Denn bei der zweiten Vorgehensweise können wesentliche Informationen bereits verloren sein.
22. Wann sollte ein Sachverständiger hinzugezogen werden?
Ein unabhängiger Sachverständiger kann insbesondere dann sinnvoll sein, wenn
ein erheblicher Motorschadenvorliegt,
die Ursache unklar ist,
eine Reparatur unmittelbar vor dem Schaden durchgeführt wurde,
Ansprüche gegen eine Werkstatt bestehen,
ein Material- oder Bauteilfehler vermutet wird,
eine Versicherung beteiligt ist,
unterschiedliche Ursachen diskutiert werden,
ein Fahrzeug verkauft oder zurückgegeben werden soll,
ein gerichtliches Verfahren möglich ist.
Der Sachverständige kann die Untersuchung so strukturieren, dass der technische Befund möglichst nachvollziehbar und reproduzierbar dokumentiert wird.

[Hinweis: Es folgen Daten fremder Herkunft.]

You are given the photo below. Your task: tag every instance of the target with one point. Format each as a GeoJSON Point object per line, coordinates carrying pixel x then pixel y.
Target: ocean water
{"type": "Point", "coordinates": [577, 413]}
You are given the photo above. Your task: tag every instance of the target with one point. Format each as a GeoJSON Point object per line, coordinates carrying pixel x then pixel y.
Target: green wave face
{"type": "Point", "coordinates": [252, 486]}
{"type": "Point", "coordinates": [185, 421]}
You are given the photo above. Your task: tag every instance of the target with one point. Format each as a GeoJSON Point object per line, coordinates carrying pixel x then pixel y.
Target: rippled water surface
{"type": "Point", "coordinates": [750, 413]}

Bei Streitigkeiten über eine mangelhafte Reparatur kann die technische Ursachenfrage entscheidend sein. Der ADAC weist ebenfalls darauf hin, dass die Beurteilung, ob eine Reparatur fachgerecht durchgeführt wurde, häufig sachverständige technische Expertise erfordert.

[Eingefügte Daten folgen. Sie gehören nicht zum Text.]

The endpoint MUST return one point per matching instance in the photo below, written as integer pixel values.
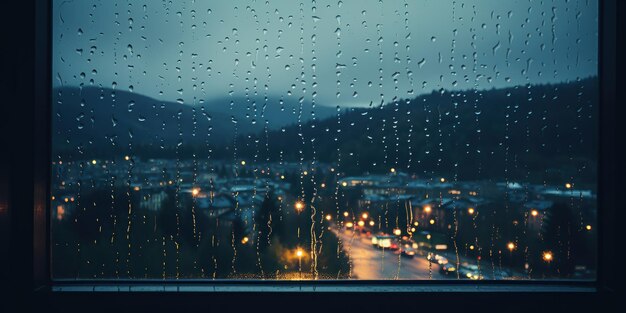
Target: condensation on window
(324, 140)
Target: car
(436, 258)
(447, 268)
(395, 245)
(383, 241)
(470, 271)
(408, 252)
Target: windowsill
(323, 287)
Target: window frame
(30, 216)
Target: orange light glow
(510, 246)
(299, 206)
(547, 256)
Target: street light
(195, 192)
(511, 246)
(299, 206)
(547, 256)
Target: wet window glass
(324, 140)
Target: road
(370, 263)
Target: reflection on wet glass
(370, 140)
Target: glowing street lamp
(195, 192)
(547, 256)
(299, 206)
(510, 246)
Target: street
(370, 263)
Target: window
(324, 140)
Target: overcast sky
(191, 50)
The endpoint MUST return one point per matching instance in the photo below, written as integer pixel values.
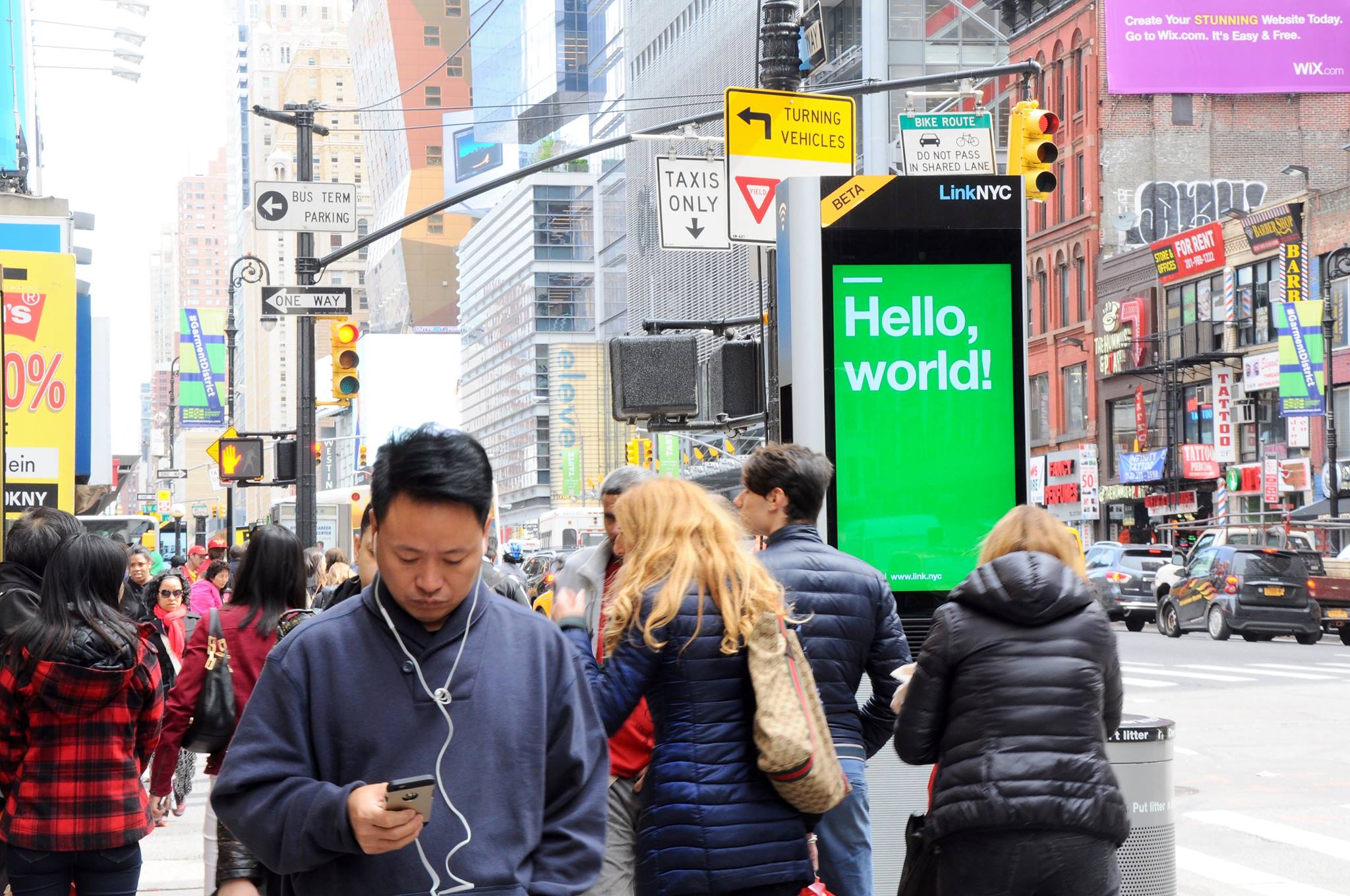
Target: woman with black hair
(270, 580)
(80, 713)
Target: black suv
(1122, 578)
(1257, 593)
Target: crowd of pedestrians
(401, 722)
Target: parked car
(1260, 536)
(1257, 593)
(1122, 578)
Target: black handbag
(214, 718)
(920, 875)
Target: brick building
(1063, 234)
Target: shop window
(1040, 399)
(1075, 399)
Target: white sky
(117, 149)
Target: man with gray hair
(595, 570)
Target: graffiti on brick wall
(1165, 208)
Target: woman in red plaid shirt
(80, 715)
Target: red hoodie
(74, 739)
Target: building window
(1064, 294)
(1083, 287)
(1079, 182)
(1040, 397)
(1075, 399)
(1183, 108)
(1079, 80)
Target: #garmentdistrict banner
(202, 368)
(1237, 46)
(40, 381)
(1301, 358)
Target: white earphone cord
(442, 698)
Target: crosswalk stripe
(1249, 669)
(1244, 878)
(1204, 677)
(1148, 683)
(1275, 831)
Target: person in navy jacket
(426, 674)
(676, 633)
(848, 628)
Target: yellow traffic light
(343, 337)
(1032, 152)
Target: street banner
(1301, 358)
(1225, 432)
(905, 329)
(1141, 418)
(1271, 480)
(1036, 481)
(1237, 46)
(202, 368)
(572, 461)
(1144, 466)
(667, 453)
(1198, 462)
(40, 381)
(1088, 482)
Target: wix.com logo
(974, 193)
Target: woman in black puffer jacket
(1017, 688)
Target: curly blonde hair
(676, 536)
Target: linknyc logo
(953, 192)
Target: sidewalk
(173, 854)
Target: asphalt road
(1262, 793)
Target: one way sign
(693, 203)
(307, 301)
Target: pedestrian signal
(1032, 152)
(239, 459)
(346, 379)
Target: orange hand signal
(230, 459)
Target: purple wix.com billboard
(1239, 46)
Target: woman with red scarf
(173, 623)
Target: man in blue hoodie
(427, 674)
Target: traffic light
(343, 337)
(1032, 152)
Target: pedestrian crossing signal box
(902, 356)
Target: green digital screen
(924, 362)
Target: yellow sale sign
(40, 381)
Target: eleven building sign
(1225, 432)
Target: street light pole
(1338, 266)
(254, 270)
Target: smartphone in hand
(413, 793)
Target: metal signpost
(305, 300)
(693, 203)
(948, 144)
(773, 135)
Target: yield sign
(759, 193)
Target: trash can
(1141, 756)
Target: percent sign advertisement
(40, 373)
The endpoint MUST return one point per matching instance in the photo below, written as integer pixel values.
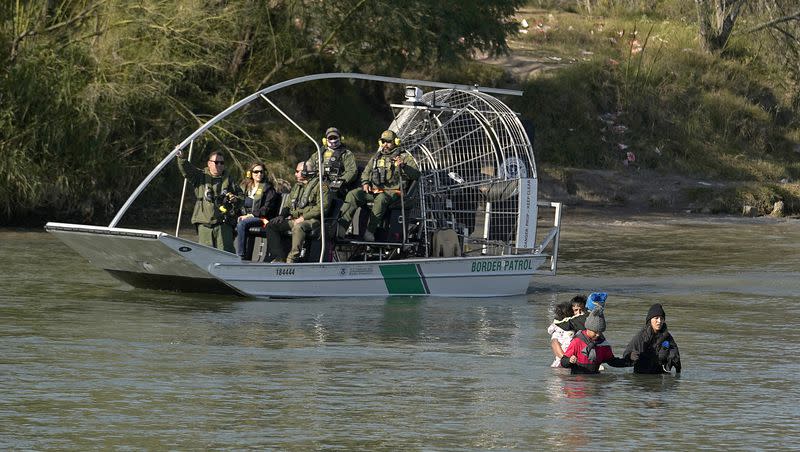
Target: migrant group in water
(578, 343)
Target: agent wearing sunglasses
(260, 203)
(382, 183)
(211, 185)
(338, 162)
(300, 215)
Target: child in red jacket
(589, 348)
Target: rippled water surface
(87, 363)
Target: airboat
(478, 187)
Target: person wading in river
(589, 349)
(653, 350)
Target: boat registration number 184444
(497, 266)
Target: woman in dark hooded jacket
(653, 350)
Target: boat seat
(313, 245)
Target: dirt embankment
(630, 187)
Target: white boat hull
(156, 260)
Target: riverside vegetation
(95, 92)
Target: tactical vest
(383, 169)
(301, 201)
(333, 164)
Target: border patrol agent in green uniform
(380, 183)
(301, 214)
(213, 226)
(338, 162)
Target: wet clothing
(218, 230)
(590, 354)
(574, 323)
(563, 337)
(339, 165)
(260, 200)
(381, 173)
(653, 352)
(303, 202)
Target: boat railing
(549, 243)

23. Checkliste: Beweissicherung bei Motorschäden
Vor der Motorzerlegung sollte möglichst dokumentiert werden:
☐ Fahrzeugidentifikationsnummer ☐ Kilometerstand ☐ Motor- und Getriebebezeichnung ☐ Fahrzeugzustand ☐ Motorraum ☐ sichtbare Öl- und Kühlmittelspuren ☐ Ölstand ☐ Kühlmittelstand ☐ Motorölzustand ☐ Ölprobe ☐ Kühlmittelzustand ☐ Fehlerspeicher ☐ Freeze-Frame-Daten ☐ Diagnoseprotokoll ☐ Warnmeldungen ☐ Endoskopiebefund ☐ Kompressionswerte ☐ gegebenenfalls Druckverlustprüfung ☐ Steuerzeiten ☐ Zustand von Zahnriemen bzw. Steuerkette ☐ Ölfilter ☐ Ölwanne ☐ sichtbare Schadensspuren ☐ Reparatur- und Wartungshistorie ☐ Werkstattrechnungen ☐ Aussagen zum Schadeneintritt ☐ Fotos und Videos ☐ Kennzeichnung aller ausgebauten Bauteile
Fazit
Bei einem Motorschaden ist die Beweissicherung vor der Motorzerlegung ein wesentlicher Bestandteil einer fachgerechten Schadensanalyse.
Viele technische Spuren sind nur so lange vorhanden, wie sich der Motor noch in seinem ursprünglichen Zustand befindet. Durch Zerlegung, Reinigung, Teileaustausch oder eine Veränderung der Steuerzeiten können wichtige Informationen verloren gehen.
Deshalb sollte insbesondere bei einem möglicherweise streitigen Motorschaden gelten:
Vor der Zerlegung muss der ursprüngliche Zustand des Motors möglichst vollständig dokumentiert und gesichert werden.
Erst anschließend sollte die systematische Zerlegung und weiterführende Untersuchung erfolgen.
Eine professionelle Motorschadenanalyse beschränkt sich dabei nicht auf die Feststellung des beschädigten Bauteils. Entscheidend ist die technische Rekonstruktion des Schadenablaufs: Was ist beschädigt, wodurch wurde es beschädigt und welche Ursache ist technisch nachweisbar bzw. mit welcher Wahrscheinlichkeit zu bewerten?
Gerade bei größeren Schäden oder möglichen Haftungsfragen kann eine frühzeitige sachverständige Untersuchung dazu beitragen, dass relevante technische Beweise erhalten bleiben.